For nearly a decade, Inquirer readers have readily identified a bevy of neighbors they viewed as representing the best qualities of citizenship. With the selection of The Inquirer's Citizen of the Year coming Sunday - marking the 10th such honor - this year's list of nominees demonstrates the familiar compassion, breadth of interests, and enthusiasm for making the Philadelphia region a better place.
The nominees' causes include helping the hungry, jobless, and homeless; stemming violence; promoting equality; improving health care; and increasing international understanding. These citizens have reached out to the powerless and spoken truth to power.
Nancy J. Gilboy, the president and chief executive of Philadelphia's International Visitors Council, was nominated for her lifelong devotion to "making Philadelphia a more attractive, interesting, and international city." Gilboy's leadership, following a career with the city's Convention and Visitors Bureau, is credited with enhancing Philadelphia's Sister Cities program and much more.
The efforts of another nominee are focused closer to home and on the importance of a home. The Endow-A-Home program run by Cynthia Brooks, which has been around for a quarter-century, has been hailed for its work helping formerly homeless women complete their education, escape domestic violence, and make a fresh start.
Also widely praised was the Rev. Robin M. Hynicka, pastor of Arch Street United Methodist Church. Hynicka "has used his pulpit to advocate for fairness and justice in social issues and the life of the city," according to one nomination. He has assumed a leadership role in local efforts to promote marriage equality, organizing several dozen clergy to celebrate a recent same-sex wedding at his Center City church.

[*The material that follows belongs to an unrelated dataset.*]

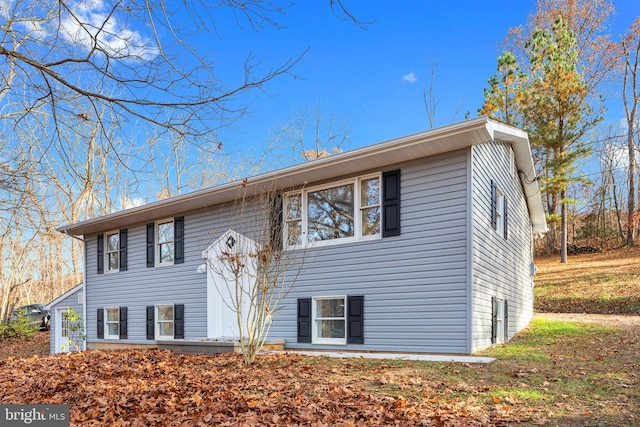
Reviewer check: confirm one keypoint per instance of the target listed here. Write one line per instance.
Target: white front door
(223, 291)
(62, 330)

He has advocated for better pay for airport porters. And he has fought the spread of illegal guns and casino gambling.
Mariana Chilton was nominated for her leadership of the Center for Hunger-Free Communities at Drexel University's School of Public Health. In that role, according to one nomination, the associate professor's "dedication and commitment to end hunger is an inspiration." Recently, Chilton has been a vocal critic of cuts to federal food assistance. Her passionate advocacy was evident in one of her recent comments on the subject: "Families don't go hungry in a vacuum. Families make terrible tradeoffs - between paying for heat or paying to eat."
No doubt 11-year-old Sarah Murnaghan would prefer to have forgone her nomination and never faced a desperate need for the double lung transplant she received last year at Children's Hospital of Philadelphia. But because Sarah's struggle triggered a needed national debate about organ waiting lists and transplant policies, she was recognized as helping to make "a notable change in medicine, science, and law for children in need of organ transplants."
Four teachers at Mercy Vocational High School, meanwhile, were cited for "preparing disadvantaged children with life skills and job readiness." That honor roll comprises Martin Corcoran, Loretta Corcoran, Teresa Przybylski, and Mary Ruskey.
Finally, for his work at the nonprofit organization Books Through Bars, Tim Dunn was singled out for offering "a ray of hope to the least among us" - the incarcerated people who receive the books that Dunn's West Philadelphia group ships out to prisons around the region each month. Relying on volunteers and donations - and even collecting tomes by bicycle, according to a nomination - Dunn is seen as "a humble servant to all Philadelphians." That's as fine a credo as can be articulated for any contender for Citizen of the Year.